Le seul point vraiment difficile à couvrir sans matériel, c'est le tirage. Rien ne remplace une barre de traction, et le dos finit par prendre du retard sur les pectoraux. Une barre à coincer dans l'encadrement de porte coûte une vingtaine d'euros. À défaut, le tirage inversé sous une table solide fait le travail, mal, mais il le fait.
Manger et dormir, sinon rien ne bouge
On peut faire les quatre leviers à la perfection et ne rien voir venir si l'apport de protéines est trop bas. L'ordre de grandeur utilisé en nutrition sportive tourne autour de 1,6 gramme par kilo de poids de corps et par jour pour quelqu'un qui cherche à prendre du muscle.

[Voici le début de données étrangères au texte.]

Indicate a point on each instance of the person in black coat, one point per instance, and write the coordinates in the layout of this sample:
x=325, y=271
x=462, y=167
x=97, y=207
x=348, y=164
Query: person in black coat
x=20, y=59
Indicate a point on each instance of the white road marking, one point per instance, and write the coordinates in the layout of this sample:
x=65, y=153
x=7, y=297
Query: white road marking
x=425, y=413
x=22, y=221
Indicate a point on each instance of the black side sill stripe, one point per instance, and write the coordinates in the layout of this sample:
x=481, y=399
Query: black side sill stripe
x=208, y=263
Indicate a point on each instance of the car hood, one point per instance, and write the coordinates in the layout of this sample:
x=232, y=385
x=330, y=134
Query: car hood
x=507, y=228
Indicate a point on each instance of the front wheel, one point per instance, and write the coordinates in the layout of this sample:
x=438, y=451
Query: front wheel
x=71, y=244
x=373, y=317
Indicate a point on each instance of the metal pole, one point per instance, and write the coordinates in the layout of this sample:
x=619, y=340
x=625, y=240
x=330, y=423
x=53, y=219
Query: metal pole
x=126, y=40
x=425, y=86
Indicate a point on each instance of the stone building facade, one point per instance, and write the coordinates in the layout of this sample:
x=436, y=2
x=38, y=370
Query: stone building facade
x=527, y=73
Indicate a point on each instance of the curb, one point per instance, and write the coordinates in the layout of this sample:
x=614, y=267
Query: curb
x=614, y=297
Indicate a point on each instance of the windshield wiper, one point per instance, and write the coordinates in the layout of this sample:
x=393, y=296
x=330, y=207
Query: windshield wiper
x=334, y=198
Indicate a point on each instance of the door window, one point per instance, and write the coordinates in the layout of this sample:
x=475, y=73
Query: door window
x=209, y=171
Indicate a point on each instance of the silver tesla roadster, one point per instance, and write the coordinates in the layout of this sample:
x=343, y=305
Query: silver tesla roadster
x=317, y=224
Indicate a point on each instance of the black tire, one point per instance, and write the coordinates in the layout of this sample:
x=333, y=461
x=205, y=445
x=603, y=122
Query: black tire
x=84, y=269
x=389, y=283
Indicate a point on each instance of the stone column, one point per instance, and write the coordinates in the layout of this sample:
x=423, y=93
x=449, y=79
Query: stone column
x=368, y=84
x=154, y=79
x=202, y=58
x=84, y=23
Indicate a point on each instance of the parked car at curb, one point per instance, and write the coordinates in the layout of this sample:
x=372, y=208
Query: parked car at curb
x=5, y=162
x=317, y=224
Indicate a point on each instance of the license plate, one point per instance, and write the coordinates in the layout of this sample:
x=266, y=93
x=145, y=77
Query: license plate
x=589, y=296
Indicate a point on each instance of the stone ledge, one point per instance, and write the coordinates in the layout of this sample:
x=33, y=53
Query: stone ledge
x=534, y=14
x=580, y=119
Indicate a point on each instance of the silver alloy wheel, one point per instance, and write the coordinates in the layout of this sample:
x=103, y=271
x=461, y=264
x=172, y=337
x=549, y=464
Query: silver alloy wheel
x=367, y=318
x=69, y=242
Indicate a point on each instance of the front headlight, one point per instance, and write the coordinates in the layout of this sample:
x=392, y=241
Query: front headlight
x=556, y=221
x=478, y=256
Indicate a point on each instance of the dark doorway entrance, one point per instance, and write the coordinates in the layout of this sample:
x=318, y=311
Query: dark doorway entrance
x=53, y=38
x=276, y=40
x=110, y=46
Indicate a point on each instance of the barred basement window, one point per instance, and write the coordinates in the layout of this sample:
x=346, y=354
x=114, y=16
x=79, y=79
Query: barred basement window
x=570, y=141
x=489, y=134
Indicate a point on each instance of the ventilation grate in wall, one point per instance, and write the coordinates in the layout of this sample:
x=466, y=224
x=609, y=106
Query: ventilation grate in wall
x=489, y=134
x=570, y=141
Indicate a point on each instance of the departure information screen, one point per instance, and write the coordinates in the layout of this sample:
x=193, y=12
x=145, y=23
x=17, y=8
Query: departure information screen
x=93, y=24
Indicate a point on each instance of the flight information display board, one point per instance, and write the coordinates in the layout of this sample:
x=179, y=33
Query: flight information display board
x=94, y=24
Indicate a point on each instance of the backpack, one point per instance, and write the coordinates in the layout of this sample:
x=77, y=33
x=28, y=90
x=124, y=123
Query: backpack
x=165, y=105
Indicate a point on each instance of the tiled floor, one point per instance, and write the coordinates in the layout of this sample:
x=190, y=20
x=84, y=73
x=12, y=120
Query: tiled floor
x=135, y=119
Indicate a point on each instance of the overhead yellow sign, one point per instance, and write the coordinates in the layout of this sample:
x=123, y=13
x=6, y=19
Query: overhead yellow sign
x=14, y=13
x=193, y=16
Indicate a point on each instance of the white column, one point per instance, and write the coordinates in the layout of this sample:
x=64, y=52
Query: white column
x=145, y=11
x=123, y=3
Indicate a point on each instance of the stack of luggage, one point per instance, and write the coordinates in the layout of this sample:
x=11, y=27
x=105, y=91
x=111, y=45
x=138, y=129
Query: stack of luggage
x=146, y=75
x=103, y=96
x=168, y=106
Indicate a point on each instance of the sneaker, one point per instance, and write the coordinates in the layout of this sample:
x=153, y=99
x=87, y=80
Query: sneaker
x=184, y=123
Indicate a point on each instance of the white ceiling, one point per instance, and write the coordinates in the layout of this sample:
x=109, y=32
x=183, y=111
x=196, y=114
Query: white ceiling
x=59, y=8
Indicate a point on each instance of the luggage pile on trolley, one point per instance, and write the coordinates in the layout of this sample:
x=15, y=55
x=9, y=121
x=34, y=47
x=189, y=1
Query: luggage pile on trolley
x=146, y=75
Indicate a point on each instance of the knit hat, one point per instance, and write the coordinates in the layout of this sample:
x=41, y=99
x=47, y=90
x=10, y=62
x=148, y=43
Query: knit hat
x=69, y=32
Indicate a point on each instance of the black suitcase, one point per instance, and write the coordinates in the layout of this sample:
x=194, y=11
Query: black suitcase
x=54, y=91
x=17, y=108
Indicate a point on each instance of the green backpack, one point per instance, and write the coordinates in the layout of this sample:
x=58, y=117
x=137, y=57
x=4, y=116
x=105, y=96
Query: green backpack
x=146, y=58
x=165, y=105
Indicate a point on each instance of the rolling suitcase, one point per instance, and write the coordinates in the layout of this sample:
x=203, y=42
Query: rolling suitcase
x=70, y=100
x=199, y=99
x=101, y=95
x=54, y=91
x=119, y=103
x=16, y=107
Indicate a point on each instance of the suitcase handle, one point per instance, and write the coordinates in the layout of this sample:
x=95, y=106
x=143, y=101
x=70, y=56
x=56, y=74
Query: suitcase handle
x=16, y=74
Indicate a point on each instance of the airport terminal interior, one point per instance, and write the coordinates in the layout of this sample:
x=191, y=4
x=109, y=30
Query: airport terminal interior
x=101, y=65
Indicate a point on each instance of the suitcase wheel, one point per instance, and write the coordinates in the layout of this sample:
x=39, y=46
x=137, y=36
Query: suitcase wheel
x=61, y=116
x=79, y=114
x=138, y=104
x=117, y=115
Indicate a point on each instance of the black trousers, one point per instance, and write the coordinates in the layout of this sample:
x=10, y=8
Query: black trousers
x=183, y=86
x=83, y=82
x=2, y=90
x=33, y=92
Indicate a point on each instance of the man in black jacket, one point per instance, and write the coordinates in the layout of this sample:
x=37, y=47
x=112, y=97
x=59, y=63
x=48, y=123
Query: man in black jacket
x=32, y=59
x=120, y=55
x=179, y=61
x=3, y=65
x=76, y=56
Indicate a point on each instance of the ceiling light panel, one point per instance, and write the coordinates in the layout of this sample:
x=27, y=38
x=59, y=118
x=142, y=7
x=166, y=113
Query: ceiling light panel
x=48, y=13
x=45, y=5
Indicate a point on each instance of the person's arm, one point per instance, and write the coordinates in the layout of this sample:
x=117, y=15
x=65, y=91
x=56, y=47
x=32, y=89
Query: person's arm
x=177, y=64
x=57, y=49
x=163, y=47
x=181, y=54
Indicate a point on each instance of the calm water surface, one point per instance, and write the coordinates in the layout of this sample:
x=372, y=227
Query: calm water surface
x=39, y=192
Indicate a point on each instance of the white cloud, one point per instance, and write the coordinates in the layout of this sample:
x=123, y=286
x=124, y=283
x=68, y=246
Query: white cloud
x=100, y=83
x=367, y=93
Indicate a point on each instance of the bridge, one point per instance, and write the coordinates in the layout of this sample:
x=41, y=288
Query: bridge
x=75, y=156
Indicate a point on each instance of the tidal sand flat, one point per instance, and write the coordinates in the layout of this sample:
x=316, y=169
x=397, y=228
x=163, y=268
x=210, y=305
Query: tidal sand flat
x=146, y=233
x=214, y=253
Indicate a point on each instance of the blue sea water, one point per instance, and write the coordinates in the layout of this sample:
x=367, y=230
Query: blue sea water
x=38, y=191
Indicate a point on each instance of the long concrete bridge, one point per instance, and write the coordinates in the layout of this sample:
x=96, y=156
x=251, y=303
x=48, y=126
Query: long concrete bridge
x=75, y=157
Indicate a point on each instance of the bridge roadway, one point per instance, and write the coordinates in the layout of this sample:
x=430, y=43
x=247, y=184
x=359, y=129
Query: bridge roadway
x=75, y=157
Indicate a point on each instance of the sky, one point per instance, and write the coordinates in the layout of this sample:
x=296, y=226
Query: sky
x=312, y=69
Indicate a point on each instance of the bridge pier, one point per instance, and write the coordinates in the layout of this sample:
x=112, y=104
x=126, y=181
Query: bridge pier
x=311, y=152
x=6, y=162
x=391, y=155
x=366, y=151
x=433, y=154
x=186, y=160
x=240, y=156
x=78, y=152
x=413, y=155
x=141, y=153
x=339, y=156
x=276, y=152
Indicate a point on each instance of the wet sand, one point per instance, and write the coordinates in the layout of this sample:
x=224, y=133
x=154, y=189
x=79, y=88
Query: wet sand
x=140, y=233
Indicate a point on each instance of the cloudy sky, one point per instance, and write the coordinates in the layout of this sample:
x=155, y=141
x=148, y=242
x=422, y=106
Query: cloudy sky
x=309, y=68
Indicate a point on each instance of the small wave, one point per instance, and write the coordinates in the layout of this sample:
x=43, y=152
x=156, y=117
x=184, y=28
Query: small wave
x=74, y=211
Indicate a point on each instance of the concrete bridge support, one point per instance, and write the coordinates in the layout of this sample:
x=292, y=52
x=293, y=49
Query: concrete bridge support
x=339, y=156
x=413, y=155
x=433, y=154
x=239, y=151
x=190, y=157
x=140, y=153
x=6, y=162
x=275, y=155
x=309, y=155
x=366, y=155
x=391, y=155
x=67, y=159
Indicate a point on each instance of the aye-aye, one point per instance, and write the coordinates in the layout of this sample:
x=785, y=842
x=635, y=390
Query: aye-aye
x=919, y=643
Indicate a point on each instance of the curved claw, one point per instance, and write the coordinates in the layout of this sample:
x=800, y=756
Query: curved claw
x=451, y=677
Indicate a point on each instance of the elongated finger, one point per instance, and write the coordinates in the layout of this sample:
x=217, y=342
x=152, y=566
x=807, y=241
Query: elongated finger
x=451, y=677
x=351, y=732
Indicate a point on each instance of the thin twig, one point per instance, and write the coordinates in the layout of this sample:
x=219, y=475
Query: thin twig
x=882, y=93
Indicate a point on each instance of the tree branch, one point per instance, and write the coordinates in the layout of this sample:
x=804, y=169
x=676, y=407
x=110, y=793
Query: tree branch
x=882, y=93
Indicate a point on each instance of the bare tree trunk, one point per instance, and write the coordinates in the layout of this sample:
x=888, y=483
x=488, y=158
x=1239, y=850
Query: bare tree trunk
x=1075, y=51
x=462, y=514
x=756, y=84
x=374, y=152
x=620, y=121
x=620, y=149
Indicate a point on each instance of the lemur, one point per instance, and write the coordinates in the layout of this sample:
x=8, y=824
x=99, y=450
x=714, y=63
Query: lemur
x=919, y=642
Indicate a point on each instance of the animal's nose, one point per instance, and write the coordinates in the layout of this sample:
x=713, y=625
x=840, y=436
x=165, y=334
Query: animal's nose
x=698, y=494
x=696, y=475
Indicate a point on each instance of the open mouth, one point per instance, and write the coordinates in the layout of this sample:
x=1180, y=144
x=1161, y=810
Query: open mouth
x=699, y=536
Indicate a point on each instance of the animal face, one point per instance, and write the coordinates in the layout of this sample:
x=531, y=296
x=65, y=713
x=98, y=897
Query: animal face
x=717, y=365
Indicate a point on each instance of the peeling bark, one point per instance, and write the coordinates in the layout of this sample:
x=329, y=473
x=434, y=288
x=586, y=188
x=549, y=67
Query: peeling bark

Pour une personne de 70 kilos, cela fait environ 110 grammes, soit à peu près deux œufs, un yaourt, un filet de poulet et une portion de légumineuses répartis dans la journée. Si vous ajustez aussi le reste de l'assiette, un régime alimentaire adapté à votre situation se construit sur les mêmes bases : des repas réguliers, des sources de protéines à chaque prise, et pas de restriction improvisée.
Le sommeil compte au moins autant. Le muscle se répare pendant la nuit, pas pendant la série. Une semaine à six heures de sommeil, et vos performances baissent alors que vous n'avez rien changé à l'entraînement.
Deux erreurs qui reviennent tout le temps
La première : changer d'exercices toutes les semaines parce qu'on s'ennuie. La progression se mesure sur un mouvement répété, pas sur une collection. Gardez les mêmes quatre pendant deux mois avant d'en changer.
La seconde : viser l'échec musculaire à chaque série. On finit cassé, la séance suivante est mauvaise, et au bout de trois semaines on arrête. Arrêtez-vous quand la technique se dégrade. C'est un repère plus fiable qu'un compte de répétitions décidé à l'avance.